Did you know that heating, ventilation, and cooling systems account for approximately half of the building’s energy consumption?
Now a new innovation by researchers from the University of Toronto could reduce the energy consumption of heating, cooling, and lighting buildings. Inspired by the color-changing skin of squids, cuttlefish, and krill, researchers have developed a multi-layered fluidic system. These creatures can change the color of their skin between transparent and opaque states.
The newly developed system does energy savings by optimizing the wavelength, intensity, and dispersion of light transmitted through windows
Raphael Kay, the lead author of the study, said, “Buildings use a ton of energy to heat, cool, and illuminate the spaces inside them”
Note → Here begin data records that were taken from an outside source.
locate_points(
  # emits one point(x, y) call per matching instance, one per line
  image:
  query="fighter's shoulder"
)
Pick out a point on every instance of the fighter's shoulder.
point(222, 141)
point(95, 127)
“If we can strategically control the amount, type, and direction of solar energy that enters our buildings, we can massively reduce the amount of work that we ask heaters, coolers, and lights to do.”
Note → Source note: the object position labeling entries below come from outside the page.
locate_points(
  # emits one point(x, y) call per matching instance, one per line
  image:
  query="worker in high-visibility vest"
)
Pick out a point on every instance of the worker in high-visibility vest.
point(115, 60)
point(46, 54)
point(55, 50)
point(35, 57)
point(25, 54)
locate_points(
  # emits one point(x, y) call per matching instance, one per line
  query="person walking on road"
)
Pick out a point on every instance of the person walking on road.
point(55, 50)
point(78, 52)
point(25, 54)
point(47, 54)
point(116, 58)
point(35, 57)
The prototype liquid window is made of flat sheets of plastic, each one of which has a network of millimeter-thick microchannels for pumping fluids. For controlling the type of light, such as visible or near-infrared wavelengths, different pigments can be pumped. Light transmission can also be enhanced by adding or removing fluids from each layer using tiny, digitally-controlled pumps.
“It’s simple and low-cost, but it also enables incredible combinatorial control. We can design liquid-state, dynamic building facades that do basically anything you’d like to do in terms of their optical properties,” said Kay.
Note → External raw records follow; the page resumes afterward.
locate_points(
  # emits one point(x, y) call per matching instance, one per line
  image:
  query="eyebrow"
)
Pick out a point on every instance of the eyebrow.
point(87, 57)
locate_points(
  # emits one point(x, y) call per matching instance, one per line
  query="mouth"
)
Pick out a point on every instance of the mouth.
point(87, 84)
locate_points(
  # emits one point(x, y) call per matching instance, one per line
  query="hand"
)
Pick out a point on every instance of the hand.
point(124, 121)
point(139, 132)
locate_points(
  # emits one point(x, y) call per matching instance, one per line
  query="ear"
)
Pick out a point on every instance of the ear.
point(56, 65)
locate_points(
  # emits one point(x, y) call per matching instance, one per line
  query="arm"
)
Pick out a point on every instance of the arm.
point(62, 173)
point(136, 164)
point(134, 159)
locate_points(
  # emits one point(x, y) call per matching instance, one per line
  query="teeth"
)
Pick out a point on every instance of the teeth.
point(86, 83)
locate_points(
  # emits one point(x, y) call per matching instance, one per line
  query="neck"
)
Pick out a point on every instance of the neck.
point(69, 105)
“If we had just one layer that focuses on modulating the transmission of near-infrared light — so not even touching the visible part of the spectrum— we find that we could save about 25 percent annually on heating, cooling, and lighting energy over a static baseline. If we have two layers, infrared and visible, it’s more like 50 percent. These are very significant savings,” said Kay.
The paper was recently published in the journal PNAS.